At the heart of all her music, though, is the song. Regardless of the format, the configuration or the sounds that give shape to her words, it’s all about the gut feeling the listener takes away from O’Donovan’s craftmanship, her vocal delivery and her presentation. Sometimes, she says, “I’m still coming around to the idea that I’m even a songwriter. I’m a singer and I’m a musician and I’m a collaborator, and I love every facet of my musical existence, but I’ve never been one of those songwriters who wakes up and writes a song a day, or says, ‘Look at me go, I’m so prolific.’ But I do feel that, with this record, I was able to tap into something and get the juices flowing and write more freely.”

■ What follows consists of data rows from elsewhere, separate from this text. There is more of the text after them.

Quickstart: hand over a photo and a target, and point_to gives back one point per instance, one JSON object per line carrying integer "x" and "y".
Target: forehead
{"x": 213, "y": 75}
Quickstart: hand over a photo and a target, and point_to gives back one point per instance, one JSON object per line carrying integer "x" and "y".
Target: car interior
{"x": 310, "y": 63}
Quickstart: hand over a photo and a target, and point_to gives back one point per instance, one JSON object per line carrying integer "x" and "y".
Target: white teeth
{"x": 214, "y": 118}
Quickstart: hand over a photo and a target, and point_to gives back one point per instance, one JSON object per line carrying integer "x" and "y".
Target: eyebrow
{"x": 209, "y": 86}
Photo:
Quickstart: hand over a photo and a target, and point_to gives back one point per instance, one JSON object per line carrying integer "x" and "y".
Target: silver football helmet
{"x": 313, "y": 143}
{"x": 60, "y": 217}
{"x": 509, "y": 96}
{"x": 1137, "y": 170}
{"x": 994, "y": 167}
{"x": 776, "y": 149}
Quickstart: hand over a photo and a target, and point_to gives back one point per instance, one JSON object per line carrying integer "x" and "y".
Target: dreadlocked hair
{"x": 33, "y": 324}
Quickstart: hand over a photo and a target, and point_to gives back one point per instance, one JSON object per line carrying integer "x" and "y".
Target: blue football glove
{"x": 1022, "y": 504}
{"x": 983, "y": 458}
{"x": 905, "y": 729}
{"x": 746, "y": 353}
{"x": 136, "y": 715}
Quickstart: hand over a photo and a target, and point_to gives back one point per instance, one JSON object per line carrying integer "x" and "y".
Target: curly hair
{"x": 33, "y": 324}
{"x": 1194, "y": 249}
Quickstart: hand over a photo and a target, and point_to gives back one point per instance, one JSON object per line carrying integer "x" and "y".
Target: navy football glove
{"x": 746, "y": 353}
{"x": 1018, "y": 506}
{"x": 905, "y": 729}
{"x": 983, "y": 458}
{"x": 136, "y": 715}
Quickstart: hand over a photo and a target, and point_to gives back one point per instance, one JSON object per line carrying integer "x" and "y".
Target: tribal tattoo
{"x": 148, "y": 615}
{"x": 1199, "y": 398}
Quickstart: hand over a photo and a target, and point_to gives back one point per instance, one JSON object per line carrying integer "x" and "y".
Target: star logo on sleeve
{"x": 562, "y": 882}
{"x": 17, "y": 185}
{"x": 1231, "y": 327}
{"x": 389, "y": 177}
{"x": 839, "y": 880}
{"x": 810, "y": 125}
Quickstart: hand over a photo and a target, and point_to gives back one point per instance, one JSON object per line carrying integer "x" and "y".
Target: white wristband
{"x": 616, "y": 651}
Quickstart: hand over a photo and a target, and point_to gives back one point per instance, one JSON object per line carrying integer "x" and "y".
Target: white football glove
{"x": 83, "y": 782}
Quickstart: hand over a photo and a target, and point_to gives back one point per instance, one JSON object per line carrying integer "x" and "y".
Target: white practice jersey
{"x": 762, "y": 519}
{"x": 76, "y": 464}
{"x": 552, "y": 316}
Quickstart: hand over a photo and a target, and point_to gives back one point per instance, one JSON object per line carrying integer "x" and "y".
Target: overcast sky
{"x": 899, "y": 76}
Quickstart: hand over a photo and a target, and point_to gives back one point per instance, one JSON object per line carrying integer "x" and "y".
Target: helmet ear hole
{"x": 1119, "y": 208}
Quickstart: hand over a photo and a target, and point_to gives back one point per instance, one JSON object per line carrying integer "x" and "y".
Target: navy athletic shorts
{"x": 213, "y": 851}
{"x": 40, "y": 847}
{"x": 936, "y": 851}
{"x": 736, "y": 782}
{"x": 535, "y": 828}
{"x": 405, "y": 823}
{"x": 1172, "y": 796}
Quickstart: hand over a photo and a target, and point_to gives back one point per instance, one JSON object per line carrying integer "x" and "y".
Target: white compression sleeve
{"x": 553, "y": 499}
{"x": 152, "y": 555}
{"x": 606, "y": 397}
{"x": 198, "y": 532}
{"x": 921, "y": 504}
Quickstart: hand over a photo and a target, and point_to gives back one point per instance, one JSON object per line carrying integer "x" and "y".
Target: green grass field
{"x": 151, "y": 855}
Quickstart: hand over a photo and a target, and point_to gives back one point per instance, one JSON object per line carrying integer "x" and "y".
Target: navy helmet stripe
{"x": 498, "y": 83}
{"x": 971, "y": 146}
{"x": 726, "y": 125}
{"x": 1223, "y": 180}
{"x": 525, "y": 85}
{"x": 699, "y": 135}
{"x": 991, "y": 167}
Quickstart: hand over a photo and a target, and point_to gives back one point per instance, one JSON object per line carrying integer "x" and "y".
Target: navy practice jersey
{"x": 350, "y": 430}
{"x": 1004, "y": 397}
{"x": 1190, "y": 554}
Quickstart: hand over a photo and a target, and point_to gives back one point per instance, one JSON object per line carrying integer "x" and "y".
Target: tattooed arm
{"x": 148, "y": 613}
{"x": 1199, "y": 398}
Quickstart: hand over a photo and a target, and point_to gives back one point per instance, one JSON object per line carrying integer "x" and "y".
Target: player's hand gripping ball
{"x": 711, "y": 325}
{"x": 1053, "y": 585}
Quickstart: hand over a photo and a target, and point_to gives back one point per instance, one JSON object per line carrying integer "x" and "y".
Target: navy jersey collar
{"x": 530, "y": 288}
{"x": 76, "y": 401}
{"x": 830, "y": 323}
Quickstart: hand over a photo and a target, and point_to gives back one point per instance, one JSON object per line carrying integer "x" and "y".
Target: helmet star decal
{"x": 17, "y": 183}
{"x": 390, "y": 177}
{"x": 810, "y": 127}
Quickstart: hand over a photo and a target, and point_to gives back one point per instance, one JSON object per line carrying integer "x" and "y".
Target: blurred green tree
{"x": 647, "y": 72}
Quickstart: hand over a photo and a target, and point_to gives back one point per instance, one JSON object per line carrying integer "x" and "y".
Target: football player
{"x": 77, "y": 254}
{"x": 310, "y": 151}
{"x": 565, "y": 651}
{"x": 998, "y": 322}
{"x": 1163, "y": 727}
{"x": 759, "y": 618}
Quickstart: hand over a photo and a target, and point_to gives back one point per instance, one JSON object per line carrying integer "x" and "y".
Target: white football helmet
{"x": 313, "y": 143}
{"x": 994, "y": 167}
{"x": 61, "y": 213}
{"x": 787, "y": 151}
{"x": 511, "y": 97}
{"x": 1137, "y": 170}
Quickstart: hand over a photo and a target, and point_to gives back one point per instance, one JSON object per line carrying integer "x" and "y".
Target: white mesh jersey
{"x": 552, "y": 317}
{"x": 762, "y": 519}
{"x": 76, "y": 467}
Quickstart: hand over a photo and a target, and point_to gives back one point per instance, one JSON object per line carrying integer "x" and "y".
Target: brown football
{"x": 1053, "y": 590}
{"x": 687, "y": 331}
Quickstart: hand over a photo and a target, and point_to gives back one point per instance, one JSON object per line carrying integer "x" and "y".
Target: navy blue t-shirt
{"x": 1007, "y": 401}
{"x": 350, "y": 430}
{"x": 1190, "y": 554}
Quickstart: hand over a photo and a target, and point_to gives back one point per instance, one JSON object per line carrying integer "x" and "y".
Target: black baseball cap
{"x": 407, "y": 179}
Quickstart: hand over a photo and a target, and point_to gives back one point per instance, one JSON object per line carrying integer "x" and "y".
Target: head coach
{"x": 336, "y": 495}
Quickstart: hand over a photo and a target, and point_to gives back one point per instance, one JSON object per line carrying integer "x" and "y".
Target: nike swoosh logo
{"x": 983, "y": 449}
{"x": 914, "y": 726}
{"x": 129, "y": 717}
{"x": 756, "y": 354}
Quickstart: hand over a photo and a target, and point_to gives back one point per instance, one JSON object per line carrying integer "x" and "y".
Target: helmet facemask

There’s a song on Age of Apathy called “What Do You Want From Yourself?” In the chorus, O’Donovan sings, “What do I want?/ I want to be what I wanted to be in 1993/ When it would snow a dozen times in January/ And we’d grab our sleds, go to Albemarle and we would fly down.” Of course, she was 11 that year, when finding the best snow-covered hill at a local field was all a New England kid needed. So what does Aoife O’Donovan currently want from herself?

“What I wanted then,” she says without hesitation. “To just be content and excited and motivated to make music and to be a good citizen of the world. And to continue to prioritize relationships with my friends and my family.” She pauses, thinks for a second and then adds, “And to hold music, as music is kind of like the hug that surrounds us all.”